Aaron..mighty mighty fine my friend, they look just great, like the finished color, will be watchin for the final cut...
Digital Bradley Smoker with Dual probe PID
The Big Easy with Srg grill
MAK 2 Star General
Char Broil gas grill

Tenpoint5

Looking good my friend!! How did you like the board idea? I see we had one casualty just have to eat him first
Bacon is the Crack Cocaine of the Food World.
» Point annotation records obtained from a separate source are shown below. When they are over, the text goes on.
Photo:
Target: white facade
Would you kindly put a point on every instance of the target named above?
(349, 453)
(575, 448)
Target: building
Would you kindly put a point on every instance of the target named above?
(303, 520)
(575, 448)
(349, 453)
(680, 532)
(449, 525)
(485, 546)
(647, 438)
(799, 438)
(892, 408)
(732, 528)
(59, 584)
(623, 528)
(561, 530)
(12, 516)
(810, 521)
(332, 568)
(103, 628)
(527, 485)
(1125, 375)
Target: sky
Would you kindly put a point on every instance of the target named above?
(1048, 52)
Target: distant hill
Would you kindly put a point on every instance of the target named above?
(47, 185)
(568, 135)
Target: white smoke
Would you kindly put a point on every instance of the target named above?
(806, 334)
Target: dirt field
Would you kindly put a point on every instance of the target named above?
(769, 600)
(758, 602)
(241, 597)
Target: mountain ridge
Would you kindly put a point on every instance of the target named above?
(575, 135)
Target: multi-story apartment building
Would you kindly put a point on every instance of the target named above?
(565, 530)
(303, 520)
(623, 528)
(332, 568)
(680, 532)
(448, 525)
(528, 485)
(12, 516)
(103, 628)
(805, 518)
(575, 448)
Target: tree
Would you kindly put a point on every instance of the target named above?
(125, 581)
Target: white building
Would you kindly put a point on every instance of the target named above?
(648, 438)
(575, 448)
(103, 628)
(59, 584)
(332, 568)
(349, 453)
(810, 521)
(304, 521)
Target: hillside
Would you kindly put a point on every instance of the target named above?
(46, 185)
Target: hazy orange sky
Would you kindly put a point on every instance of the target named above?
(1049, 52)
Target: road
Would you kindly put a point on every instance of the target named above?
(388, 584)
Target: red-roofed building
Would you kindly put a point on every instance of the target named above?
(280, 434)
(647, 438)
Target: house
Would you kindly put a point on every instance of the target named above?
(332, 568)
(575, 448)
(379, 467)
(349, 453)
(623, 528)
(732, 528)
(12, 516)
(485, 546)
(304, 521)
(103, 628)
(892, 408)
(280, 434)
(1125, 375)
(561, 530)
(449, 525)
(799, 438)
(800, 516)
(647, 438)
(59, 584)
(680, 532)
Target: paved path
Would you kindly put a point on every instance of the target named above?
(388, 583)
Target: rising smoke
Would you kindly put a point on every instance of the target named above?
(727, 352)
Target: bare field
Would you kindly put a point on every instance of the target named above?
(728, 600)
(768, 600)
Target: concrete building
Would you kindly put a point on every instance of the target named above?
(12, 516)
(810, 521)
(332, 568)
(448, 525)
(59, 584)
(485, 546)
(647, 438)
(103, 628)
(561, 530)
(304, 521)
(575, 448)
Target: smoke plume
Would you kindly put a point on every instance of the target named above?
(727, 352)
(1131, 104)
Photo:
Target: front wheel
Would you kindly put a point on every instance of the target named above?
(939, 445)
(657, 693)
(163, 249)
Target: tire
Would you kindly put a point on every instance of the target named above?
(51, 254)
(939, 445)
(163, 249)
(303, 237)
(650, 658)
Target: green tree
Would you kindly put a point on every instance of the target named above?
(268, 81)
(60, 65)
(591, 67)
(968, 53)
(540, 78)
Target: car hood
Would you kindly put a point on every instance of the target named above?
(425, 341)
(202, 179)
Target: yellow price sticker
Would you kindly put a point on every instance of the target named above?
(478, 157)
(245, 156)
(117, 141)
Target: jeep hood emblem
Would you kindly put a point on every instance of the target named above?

Be careful about calling yourself and EXPERT! An ex is a has-been, and a spurt is a drip under pressure!

Keymaster

Yep, one casualty but already sliced that end off and heres the Money shot, It even tastes dang good too ;)


NePaSmoKer

Nice SS

And wow your junk really is blooming  :o

SouthernSmoked

SouthernSmoked
WeQ4u - BBQ Team

KCBS CBJ
(2) - Stainless Steel 4 Rack's with Dual probe PID
1- Digital, 6 Rack
1-PBS
(2) Bradley Cold Smoke Attachment
(2) Backwoods Smokers
(1) Chicken Little

Tenpoint5

That looks really good Keymaster.
Bacon is the Crack Cocaine of the Food World.

Be careful about calling yourself and EXPERT! An ex is a has-been, and a spurt is a drip under pressure!

OU812

Niiiiice.

The money shot looks awesome and very moist.